Results African Americans had more coronary risk factors, more markers of poor outcome after MI, and were less likely to be revascularized when compared with white patients. After adjusting for treatment assignment, baseline characteristics, and post-infarction parameters, no difference was found in the 3-year rate of all-cause mortality, cardiovascular mortality, rehospitalization for HF, recurrent MI, or stroke between the 2 groups.
Conclusions African Americans sustaining an acute MI with LVSD and/or HF had similar clinical outcomes compared with white Americans. Valsartan, captopril, or the combination had comparable effects on cardiovascular morbidity and mortality in African Americans and white Americans.
Heart failure (HF) and/or left ventricular systolic dysfunction (LVSD) frequently complicate acute myocardial infarction (MI), and significantly worsen the prognosis of patients with coronary heart disease (CHD) (1). African Americans with CHD have the highest mortality rates and have shown slower declines in CHD mortality relative to white Americans (2). African Americans also have disproportionately higher rates of HF, and the diagnosis carries higher morbidity (3–5). Compared with white patients, overall mortality among African Americans with HF is higher. Because the incidence of MI in African Americans is thought to be lower than in white patients, a higher incidence of hypertension is often cited as the dominant cause of HF.
Several large randomized controlled trials have shown that angiotensin-converting enzyme (ACE) inhibitors reduce mortality and other adverse outcomes in the treatment of acute MI with LVSD (6–12). The efficacy of neurohormonal antagonists, specifically ACE inhibitors, in African-American patients has been questioned given several clinical trials showing a diminished effect on blood pressure and prevention of HF in African-American patients treated with ACE inhibitors compared with white Americans (13). Additionally, retrospective analyses have suggested that ACE inhibitors are less effective in African Americans with chronic HF based on higher hospitalization rates on treatment for African Americans compared with white Americans (4,14). Prior studies have not examined the effect of angiotensin receptor blockers (ARBs) or the combination of ACE inhibitors and ARBs in African-American HF patients relative to similarly treated white Americans. The VALIANT (VALsartan In Acute myocardial iNfarcTion trial) studied 14,703 patients and compared the effectiveness of an ACE inhibitor, ARB, and their combination among patients with MI complicated by LVSD, HF, or both (12). Acute MI was diagnosed by a typical clinical presentation and/or electrocardiographic changes and abnormal cardiac markers. For overall mortality and the rate of death from cardiovascular causes, reinfarction, or hospitalization for HF, valsartan was as effective as captopril. There was no added benefit for combining the drugs.

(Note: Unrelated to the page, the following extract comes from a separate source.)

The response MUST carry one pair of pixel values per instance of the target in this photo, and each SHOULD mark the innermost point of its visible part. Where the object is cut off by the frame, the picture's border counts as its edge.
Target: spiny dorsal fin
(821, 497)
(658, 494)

The goals of this analysis were to assess the effect of captopril, valsartan, or captopril plus valsartan on multiple outcomes as a function of race. The specific outcomes of interest include: all-cause mortality, cardiovascular mortality, HF hospitalizations, recurrent MI, stroke, adverse events, and medication discontinuation.
The methods for this trial have been previously described, and the main results were reported (12,15). Briefly, this was a randomized, double-blind trial conducted in 24 countries. The entire trial included 14,703 patients. The primary outcome was death from any cause. Valsartan was compared with captopril and valsartan plus captopril for the primary end point of overall mortality and the secondary cardiovascular end points. If valsartan was not superior or inferior to captopril, a noninferiority analysis (using both intention-to-treat and per-protocol analyses) was planned to test the null hypothesis that valsartan and captopril were comparable for the primary end point. There was no difference in total mortality or the combined cardiovascular end point for valsartan compared with captopril or valsartan plus captopril versus captopril. Thus, valsartan was as effective as captopril and combination therapy offered no added benefits, but did increase the rate of adverse events.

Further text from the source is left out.